The US Treasury market is experiencing a debate over direction: is the Middle East conflict an inflationary threat or a drag on growth? As market sentiment subtly shifts, this question is leaving bond traders torn.
US Treasuries extended their rebound on Tuesday, with the two-year yield edging lower and the ten-year yield retreating significantly from last week's eight-month high. A nuanced change in market mood is emerging—investors are beginning to interpret the Middle East conflict more as a downside risk to global growth rather than purely an inflationary pressure, with safe-haven demand once again supporting US bonds. Meanwhile, sharp swings in oil prices during the day further heightened market uncertainty.
However, this shift does not imply that the direction is clear. The core dilemma facing traders is that the war simultaneously pushes up inflation expectations and recession risks. These two opposing forces are pulling the market in different directions, making it difficult to form a consensus and further clouding the Federal Reserve's policy path.
Market sentiment is shifting, with safe-haven logic regaining dominance. US Treasuries rose for a second consecutive day on Tuesday. The two-year yield fell by 1 basis point to 3.82%, after having declined by 8 basis points the previous day. The ten-year yield dropped by 2 basis points to 4.33%, notably lower than last week's peak of 4.48%.
Despite this, the two-year yield has still climbed over 40 basis points since the outbreak of the war and is on track for its largest monthly increase since October 2024, indicating that market pricing for inflationary pressures has not fully subsided.
Andrew Ticehurst, Senior Strategist at Nomura Australia, noted, "Over the past few days, we've seen a change in market thinking. Initially, the focus was on the inflationary impact of the Middle East conflict, but I believe the market is now starting to consider more the downside risks to growth." Sharon Bell, Senior European Equity Strategist at Goldman Sachs, also pointed out in an interview with Bloomberg Television that even if the conflict ends quickly, the economic negative effects of a war with Iran would persist.
Oil prices experienced significant volatility on Tuesday, becoming a major source of market disruption. Prices surged intraday following reports that an Iranian drone struck a Kuwaiti oil tanker near Dubai, but then pared gains after The Wall Street Journal reported that former President Trump had indicated to advisors a willingness to end military action against Iran even if the Strait of Hormuz remains largely closed.

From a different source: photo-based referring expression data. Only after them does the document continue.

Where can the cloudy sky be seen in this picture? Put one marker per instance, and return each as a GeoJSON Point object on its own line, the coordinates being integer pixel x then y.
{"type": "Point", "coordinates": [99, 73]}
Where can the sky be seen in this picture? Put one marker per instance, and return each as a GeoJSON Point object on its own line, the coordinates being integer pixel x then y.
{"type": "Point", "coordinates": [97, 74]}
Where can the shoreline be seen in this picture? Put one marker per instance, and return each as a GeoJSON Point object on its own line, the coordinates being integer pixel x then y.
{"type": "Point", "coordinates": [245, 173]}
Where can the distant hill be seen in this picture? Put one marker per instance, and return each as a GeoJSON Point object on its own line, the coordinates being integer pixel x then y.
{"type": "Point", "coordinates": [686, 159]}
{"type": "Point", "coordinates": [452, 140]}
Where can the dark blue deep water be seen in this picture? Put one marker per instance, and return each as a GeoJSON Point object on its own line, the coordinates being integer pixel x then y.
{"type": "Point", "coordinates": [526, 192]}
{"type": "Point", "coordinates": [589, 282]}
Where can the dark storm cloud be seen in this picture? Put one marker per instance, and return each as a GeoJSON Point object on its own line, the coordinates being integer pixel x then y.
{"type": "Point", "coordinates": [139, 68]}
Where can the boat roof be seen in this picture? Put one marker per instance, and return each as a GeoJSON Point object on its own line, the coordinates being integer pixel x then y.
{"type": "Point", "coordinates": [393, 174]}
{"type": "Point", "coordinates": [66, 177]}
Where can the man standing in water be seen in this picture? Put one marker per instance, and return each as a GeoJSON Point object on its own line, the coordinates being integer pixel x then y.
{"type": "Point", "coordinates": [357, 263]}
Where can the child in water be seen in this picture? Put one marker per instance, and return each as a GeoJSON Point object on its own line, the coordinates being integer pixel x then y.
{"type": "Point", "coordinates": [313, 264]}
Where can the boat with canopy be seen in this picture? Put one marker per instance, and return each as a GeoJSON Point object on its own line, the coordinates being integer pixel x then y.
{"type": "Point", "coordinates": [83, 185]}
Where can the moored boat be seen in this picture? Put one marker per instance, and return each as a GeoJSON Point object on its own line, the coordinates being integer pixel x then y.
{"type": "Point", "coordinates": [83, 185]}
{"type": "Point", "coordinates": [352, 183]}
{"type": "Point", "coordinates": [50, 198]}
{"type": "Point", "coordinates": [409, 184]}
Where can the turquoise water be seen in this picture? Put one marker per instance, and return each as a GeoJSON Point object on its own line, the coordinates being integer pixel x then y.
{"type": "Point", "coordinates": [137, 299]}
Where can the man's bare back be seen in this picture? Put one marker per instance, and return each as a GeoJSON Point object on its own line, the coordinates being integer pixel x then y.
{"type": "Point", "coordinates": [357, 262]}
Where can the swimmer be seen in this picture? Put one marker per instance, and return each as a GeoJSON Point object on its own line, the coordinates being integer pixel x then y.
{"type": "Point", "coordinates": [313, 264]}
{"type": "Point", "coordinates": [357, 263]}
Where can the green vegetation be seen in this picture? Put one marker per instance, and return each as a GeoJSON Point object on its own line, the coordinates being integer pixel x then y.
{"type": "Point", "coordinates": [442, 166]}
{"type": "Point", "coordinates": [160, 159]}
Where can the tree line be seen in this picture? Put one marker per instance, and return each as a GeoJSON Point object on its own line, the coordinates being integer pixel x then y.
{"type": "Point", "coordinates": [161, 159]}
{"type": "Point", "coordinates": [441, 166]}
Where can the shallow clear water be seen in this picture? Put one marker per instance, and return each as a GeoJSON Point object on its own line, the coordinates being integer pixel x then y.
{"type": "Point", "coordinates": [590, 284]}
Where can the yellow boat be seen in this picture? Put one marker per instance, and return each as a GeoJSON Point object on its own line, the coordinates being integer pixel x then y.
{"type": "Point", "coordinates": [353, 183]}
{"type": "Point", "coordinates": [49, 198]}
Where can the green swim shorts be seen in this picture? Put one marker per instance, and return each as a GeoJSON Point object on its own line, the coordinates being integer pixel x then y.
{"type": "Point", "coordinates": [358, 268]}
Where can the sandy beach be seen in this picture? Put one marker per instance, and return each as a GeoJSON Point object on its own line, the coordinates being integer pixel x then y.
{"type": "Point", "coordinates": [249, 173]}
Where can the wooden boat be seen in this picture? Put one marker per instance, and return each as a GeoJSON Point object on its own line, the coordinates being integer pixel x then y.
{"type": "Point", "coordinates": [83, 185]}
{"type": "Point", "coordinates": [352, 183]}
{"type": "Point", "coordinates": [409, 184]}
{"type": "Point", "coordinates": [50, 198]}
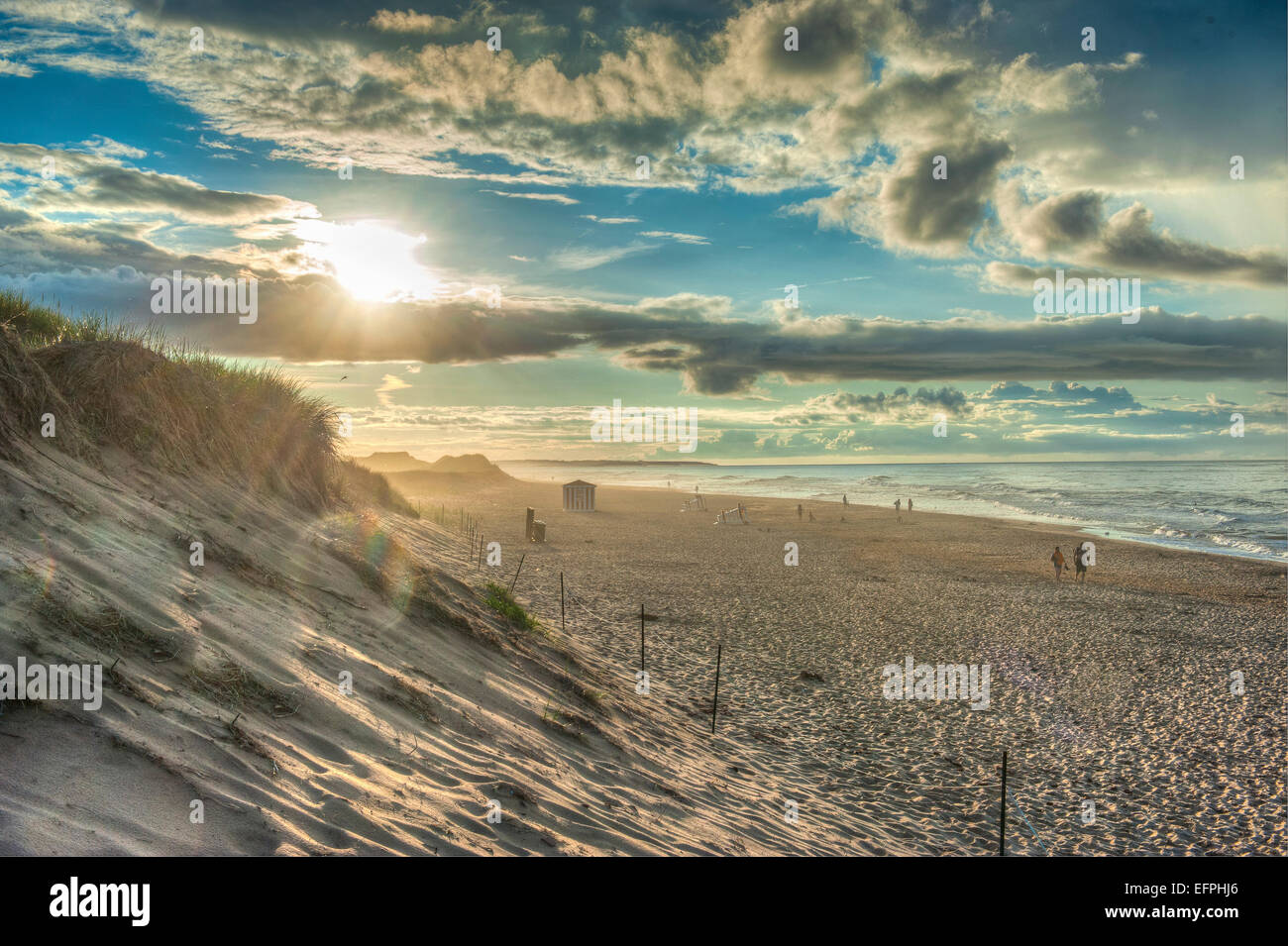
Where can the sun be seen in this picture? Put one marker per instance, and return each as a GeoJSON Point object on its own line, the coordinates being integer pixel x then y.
{"type": "Point", "coordinates": [372, 261]}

This news reflects high uncertainty regarding global energy supply prospects. The Strait of Hormuz is a critical global oil transit route, and its operational status directly influences global energy prices, thereby tilting the balance between inflation and growth expectations.
The deeper conflict facing the market lies in the war triggering both inflationary and recessionary risks simultaneously, severely limiting policy response options. Win Thin, Chief Economist at Brown Brothers Harriman, stated bluntly, "The market is swinging between inflation panic—yields rising—and growth slowdown panic—yields falling. This is the essence of the stagflation dilemma: there is no simple policy solution, making it hard for the market to decide whether to focus on 'stagnation' or 'inflation'."

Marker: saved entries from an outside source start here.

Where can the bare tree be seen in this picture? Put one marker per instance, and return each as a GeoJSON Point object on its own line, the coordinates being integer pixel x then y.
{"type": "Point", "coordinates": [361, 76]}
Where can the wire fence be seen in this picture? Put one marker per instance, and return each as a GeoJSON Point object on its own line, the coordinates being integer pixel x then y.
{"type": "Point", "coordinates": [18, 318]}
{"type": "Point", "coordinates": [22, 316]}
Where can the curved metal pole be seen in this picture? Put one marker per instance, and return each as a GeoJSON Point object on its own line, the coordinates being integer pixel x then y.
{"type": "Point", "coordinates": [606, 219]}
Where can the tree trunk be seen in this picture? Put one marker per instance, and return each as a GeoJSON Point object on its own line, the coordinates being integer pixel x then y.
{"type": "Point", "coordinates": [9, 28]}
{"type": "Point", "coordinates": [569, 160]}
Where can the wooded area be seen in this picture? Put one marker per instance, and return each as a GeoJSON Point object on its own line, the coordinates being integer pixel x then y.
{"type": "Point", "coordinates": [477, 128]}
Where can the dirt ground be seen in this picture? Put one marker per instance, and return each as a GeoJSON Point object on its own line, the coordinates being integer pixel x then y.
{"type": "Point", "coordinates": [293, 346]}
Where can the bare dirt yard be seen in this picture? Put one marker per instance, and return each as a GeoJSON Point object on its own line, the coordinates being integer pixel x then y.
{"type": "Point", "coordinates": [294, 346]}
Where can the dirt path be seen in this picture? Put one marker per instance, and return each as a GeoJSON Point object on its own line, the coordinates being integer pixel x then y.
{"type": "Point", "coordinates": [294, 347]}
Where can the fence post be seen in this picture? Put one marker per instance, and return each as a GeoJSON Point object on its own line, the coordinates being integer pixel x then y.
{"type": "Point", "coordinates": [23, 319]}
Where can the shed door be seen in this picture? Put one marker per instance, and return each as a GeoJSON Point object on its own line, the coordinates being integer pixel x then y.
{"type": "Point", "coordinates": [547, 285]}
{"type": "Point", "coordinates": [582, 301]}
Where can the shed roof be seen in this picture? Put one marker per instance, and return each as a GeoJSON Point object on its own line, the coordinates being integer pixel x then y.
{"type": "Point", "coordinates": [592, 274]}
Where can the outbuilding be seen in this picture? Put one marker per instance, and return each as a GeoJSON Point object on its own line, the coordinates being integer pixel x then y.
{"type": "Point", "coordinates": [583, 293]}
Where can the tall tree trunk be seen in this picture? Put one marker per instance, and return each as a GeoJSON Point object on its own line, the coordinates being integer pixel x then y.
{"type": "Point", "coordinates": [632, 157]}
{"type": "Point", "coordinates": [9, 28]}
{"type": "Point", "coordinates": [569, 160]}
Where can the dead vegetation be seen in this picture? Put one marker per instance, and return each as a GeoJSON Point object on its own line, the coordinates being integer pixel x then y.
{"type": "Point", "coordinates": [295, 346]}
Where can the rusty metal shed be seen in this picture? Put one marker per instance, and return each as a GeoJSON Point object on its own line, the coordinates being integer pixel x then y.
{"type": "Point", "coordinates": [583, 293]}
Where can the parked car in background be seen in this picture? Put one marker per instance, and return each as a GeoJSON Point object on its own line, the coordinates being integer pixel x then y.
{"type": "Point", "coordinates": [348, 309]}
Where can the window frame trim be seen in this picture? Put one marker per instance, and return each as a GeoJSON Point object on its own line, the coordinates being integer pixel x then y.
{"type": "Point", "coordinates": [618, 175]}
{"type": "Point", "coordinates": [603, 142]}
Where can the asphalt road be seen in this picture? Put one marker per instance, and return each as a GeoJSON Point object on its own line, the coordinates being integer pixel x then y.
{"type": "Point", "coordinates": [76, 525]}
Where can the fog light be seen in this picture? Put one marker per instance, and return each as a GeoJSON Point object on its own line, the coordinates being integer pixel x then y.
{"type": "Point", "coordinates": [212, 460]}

Currently, traders are betting that the Federal Reserve will keep interest rates unchanged within the 3.5% to 3.75% range this year, with only a small probability priced in for a 25-basis-point rate cut by mid-2027.
Federal Reserve Chair Jerome Powell stated on Monday that long-term inflation expectations appear anchored for now, but the Fed is closely monitoring the impact of the war. Fed Vice Chair for Supervision Michelle Bowman and Governor Michael Barr are scheduled to speak Tuesday evening, and markets will be looking for further clues on the interest rate path.